習慣HIROSE

映画・演劇のレビュー

『ワイルド7』

2011-12-15 22:49:28 | 映画
 今頃、こんな懐かしいマンガを映画化するなんて、どういう企画意図があっての行為なのか、理解に苦しむ。でも、これはきっとめちゃくちゃ楽しい活劇になっているのではないか、と期待して見に行った。最新の技術で、ド派手で荒唐無稽なアクションのてんこ盛り、そんなお正月らしい作品になっているはずだ(った)。なのに、ここまで無残な映画になるなんて。

 バイクアクションも、銃撃戦も、確かに頑張っている。日本映画の限界に挑戦した、というのは嘘ではないだろう。スタントの人たちは命懸けで頑張ったのだろう。だが、それだけではアメリカ映画の物量作戦には及ばない。この映画がチカラを持つためには、もっと他にするべきことがあったのではないか。
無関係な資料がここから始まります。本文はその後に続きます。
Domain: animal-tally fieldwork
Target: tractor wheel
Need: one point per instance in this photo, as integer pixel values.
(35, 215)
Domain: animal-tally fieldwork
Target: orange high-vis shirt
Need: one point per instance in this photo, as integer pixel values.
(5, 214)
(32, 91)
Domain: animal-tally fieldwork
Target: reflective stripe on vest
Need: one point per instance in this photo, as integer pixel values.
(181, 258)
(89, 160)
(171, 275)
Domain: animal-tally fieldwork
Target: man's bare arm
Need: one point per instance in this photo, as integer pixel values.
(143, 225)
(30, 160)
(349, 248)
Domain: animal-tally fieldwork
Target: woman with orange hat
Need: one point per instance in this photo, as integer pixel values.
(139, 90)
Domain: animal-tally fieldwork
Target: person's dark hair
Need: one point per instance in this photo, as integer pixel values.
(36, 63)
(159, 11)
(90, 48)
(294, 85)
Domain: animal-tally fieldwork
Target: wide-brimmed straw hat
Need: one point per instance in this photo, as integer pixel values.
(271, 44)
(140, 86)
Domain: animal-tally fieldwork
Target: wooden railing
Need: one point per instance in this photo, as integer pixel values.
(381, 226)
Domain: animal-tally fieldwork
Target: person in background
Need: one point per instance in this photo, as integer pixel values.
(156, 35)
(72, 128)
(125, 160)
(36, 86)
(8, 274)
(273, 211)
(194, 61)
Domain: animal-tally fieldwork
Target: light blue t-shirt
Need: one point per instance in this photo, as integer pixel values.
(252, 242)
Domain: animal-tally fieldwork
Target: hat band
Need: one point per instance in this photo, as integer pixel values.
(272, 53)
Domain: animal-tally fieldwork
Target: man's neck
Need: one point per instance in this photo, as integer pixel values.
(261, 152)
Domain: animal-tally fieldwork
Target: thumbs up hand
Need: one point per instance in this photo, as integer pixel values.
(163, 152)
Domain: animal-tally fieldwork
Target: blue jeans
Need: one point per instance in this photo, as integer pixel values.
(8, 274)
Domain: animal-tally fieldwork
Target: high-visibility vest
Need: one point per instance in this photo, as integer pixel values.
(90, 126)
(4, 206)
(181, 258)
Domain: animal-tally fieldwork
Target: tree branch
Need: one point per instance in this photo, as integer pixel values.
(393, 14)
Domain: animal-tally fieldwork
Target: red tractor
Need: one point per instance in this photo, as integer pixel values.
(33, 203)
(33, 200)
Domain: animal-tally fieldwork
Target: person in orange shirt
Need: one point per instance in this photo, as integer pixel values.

 いくらなんでもこんないい加減な台本で、よくGOサインが出せたものだ。冒頭のアクションシーンはともかくとして、本題のストーリーがあまりに杜撰であきれてものもいえない。わざとこんなバカバカしい展開を用意したのだろうか、と勘ぐりたくなるほどだ。でも、作り手は「お笑い」を狙っているのではない。たぶん。それなら、このいいかげんな設定って何なんだろうか。こんなふざけた話では話に集中できない。

 もともと荒唐無稽な話である。基本設定の大嘘は許さなければ見ることが出来ないし、楽しめない。だが、それ以外の細部はちゃんと作ってくれなければ、本気のアクションすら、おふざけに見えてしまう。日本の警察はここまでバカではないし、マスコミもそうだろう。それより何より国民のみなさんが、こんな出来事を野放しにはしない。せめて、これは架空の世界でのお話、とでもしてくれなくては、バカバカしくて見ていられない。突っ込みどころは満載でどこをどうつついたらいいのか、困る。

 まずは、キザな瑛太をかっこいい、と思えなくては。それから、深田恭子。復讐のために鬼になる女! あれって、ありえないです。日本はいつから誰でもどこででも銃を乱射していい国になったのだろうか。昔のほのぼのとしていた時代の平和なマンガの世界でなら許されたことかも、しれないが、現代を舞台にした映画で、ここまで牧歌的な風景を容認するには、観客の心優しい理解が必要だ。でも、それはこの映画では無理だ。こういう虚構を容認できるだけの仕掛けがここにはまるでない。衝撃的な大失敗作である。考えられない。